The National Constitution Center summarizes contributions to the ongoing debate over the constitutionality of the Space Force - including a new Congressional Research Service report on the subject.


A proposed logo for the Space Force.

Scott Bomboy of the National Constitution Center has an overview of the ongoing debate over the constitutionality of President Trump's proposed Space Force. He summarizes contributions by Cornell law Prof. Michael Dorf, prominent originalist legal scholar Michael Ramsey, and myself. He also discusses a recent Congressional Research Service report on the subject. Ramsey, the CRS, and I all contend that a Space Force is likely to be constitutional, at least in some form. Dorf has doubts on the subject, at least from an originalist point of view. As I explained in my previous post on this issue, the debate is an outgrowth of earlier disputes about whether originalism permits the establishment of the Air Force. Both the Space Force discussion and earlier debates about the Air Force are as much about the value of originalism as about the Air Force and Space Force. Critics of originalism argue that if the theory precludes the establishment of such seemingly essential military forces, that's a good reason to reject it in favor of some version of living constitutionalism.
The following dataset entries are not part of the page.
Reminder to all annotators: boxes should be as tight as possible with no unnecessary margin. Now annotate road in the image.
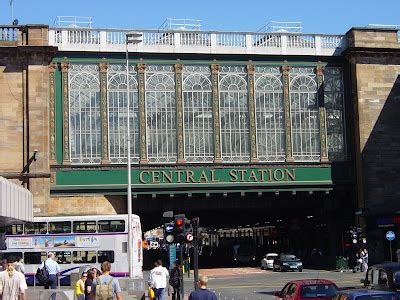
[182,268,365,300]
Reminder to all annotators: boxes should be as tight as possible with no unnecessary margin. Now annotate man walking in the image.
[149,260,169,300]
[189,276,217,300]
[91,261,122,300]
[169,261,181,300]
[40,252,60,291]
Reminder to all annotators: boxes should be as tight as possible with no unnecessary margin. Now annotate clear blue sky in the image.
[0,0,398,34]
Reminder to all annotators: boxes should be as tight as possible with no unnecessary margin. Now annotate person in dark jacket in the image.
[189,275,217,300]
[169,262,181,300]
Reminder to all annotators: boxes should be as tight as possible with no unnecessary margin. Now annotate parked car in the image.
[275,279,338,300]
[261,253,278,270]
[273,254,303,272]
[332,289,399,300]
[362,262,400,292]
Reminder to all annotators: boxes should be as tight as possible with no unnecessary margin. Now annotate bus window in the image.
[49,221,71,234]
[24,222,47,234]
[5,224,23,235]
[0,252,22,261]
[98,220,125,233]
[73,221,96,233]
[73,251,96,264]
[24,252,47,265]
[55,251,71,264]
[98,251,114,263]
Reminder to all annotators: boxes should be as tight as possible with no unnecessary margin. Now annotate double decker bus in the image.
[1,214,143,285]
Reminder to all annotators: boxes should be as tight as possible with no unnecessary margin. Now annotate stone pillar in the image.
[317,65,329,162]
[175,64,185,163]
[61,61,70,165]
[281,65,294,162]
[99,62,111,164]
[211,64,222,164]
[247,64,258,163]
[49,62,57,165]
[137,64,148,164]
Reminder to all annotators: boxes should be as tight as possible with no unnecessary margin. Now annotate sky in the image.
[0,0,398,34]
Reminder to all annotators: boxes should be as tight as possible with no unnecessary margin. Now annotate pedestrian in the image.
[84,270,95,300]
[75,272,87,300]
[361,249,368,272]
[188,275,217,300]
[40,252,60,294]
[0,255,28,300]
[169,262,181,300]
[90,261,122,300]
[149,260,169,300]
[15,257,24,274]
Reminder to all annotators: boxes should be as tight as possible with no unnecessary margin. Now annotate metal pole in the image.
[193,218,199,291]
[180,244,184,297]
[126,40,134,278]
[390,240,393,262]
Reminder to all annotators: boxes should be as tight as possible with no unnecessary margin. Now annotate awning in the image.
[0,177,33,224]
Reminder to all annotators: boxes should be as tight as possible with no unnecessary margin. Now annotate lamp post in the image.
[125,32,142,279]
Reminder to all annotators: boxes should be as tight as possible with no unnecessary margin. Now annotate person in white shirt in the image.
[40,252,61,292]
[0,256,27,300]
[149,260,169,300]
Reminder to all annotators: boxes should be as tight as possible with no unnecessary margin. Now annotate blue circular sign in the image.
[386,231,396,241]
[165,224,174,233]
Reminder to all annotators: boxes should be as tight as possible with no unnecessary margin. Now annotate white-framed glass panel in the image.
[254,67,285,162]
[183,66,213,163]
[324,67,346,161]
[145,65,177,163]
[107,65,139,164]
[219,66,250,162]
[290,67,320,161]
[69,64,101,164]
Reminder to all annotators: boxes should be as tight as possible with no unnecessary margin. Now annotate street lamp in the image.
[125,31,142,279]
I think the arguments advanced by Ramsey, myself, and Michael Rappaport (in an earlier iteration of the debate over the Air Force) are enough to dispose of this critique of originalism. However, Ramsey (correctly, in my view) suggests that, while a Space Force closely linked to the air and naval operations can be justified under the existing constitution, which gives Congress the power to establish an army and navy, the same may not be true of a deep space force:

The key to the [constitutionality of] Air Force/Mechanized Weapons Force is that the new "forces" operate to support the actions of the conventional army (or, if at sea in the case of the Air Force, the conventional navy). They are new only in the sense that (a) they have new weapons technology and (b) they involve some administrative separation—neither of which could possibly be thought to be excluded by the army/navy clauses of the Constitution. This would also be true of the Space Force, if it is supporting the operations of the conventional army and navy. But suppose instead it is projecting force into deeper space, either for the purpose of fighting hypothetical aliens or protecting distant colonization. One might plausibly argue that this mission is sufficiently distinct from the mission encompassed by the convention meaning of army and navy in 1788 that it's really a different power. Congress cannot claim a power not otherwise delegated to it simply by putting the army in charge of it.
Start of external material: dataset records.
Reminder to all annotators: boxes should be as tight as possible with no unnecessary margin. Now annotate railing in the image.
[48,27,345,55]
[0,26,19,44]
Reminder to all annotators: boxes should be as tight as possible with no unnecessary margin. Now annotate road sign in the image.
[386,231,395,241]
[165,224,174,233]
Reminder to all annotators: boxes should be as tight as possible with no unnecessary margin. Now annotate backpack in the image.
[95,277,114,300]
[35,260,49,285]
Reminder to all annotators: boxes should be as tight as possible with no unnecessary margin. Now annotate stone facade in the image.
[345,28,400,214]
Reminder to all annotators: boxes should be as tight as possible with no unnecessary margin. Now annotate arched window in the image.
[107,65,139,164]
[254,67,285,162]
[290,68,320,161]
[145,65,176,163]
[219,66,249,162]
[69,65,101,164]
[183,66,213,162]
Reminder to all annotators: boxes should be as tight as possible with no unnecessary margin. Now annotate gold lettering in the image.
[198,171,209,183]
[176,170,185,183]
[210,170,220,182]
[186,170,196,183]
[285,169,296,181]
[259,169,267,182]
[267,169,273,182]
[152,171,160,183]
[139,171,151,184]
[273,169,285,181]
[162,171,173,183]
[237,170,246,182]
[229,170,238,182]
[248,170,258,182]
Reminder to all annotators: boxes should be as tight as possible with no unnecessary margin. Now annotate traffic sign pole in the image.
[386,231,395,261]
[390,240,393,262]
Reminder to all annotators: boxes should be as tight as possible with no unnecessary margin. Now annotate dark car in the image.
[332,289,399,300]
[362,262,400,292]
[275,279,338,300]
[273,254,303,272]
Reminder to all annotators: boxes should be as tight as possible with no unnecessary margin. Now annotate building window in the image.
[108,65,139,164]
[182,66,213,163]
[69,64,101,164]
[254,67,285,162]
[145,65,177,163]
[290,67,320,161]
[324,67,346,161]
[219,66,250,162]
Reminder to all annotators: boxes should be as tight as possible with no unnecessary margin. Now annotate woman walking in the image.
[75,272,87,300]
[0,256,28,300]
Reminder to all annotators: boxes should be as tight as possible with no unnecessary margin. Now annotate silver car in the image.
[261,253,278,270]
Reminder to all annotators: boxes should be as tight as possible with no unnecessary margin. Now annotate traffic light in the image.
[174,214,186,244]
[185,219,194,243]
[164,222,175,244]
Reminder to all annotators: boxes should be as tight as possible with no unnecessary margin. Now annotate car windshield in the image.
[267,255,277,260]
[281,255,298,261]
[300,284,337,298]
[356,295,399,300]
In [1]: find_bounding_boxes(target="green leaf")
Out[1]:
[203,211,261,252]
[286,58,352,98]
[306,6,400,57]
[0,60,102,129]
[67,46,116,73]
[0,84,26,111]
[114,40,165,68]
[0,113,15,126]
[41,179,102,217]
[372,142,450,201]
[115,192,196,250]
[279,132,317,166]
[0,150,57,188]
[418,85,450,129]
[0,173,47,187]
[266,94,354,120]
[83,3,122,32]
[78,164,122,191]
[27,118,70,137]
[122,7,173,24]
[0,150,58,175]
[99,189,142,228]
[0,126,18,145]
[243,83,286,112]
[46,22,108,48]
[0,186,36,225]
A Space Force largely dedicated to operations in and around Earth orbit which are intended to support conventional land, naval, and air forces, is likely to be constitutional. A "deep space" force, like Starfleet, intended to conduct interstellar warfare and colonization, probably is not.

Barring dramatic technological breakthroughs, we are still a long way away from needing deep space armed forces (or even being able to produce them). Thus, Ramsey is probably right to suggest that we can enact a constitutional amendment to authorize them, when and if they become necessary. At that point, there is likely to be a broad consensus about the necessity and it should be feasible to meet the supermajority requirements of the amendment process. At any rate, the possible future need for a deep space military force does not strike me as a compelling reason to reject originalism in the here and now. Thus I stand by my earlier conclusion that, while there are plenty of serious criticisms of originalism, the danger of being deprived of essential military forces (whether air or space) is not one we need to be much concerned about.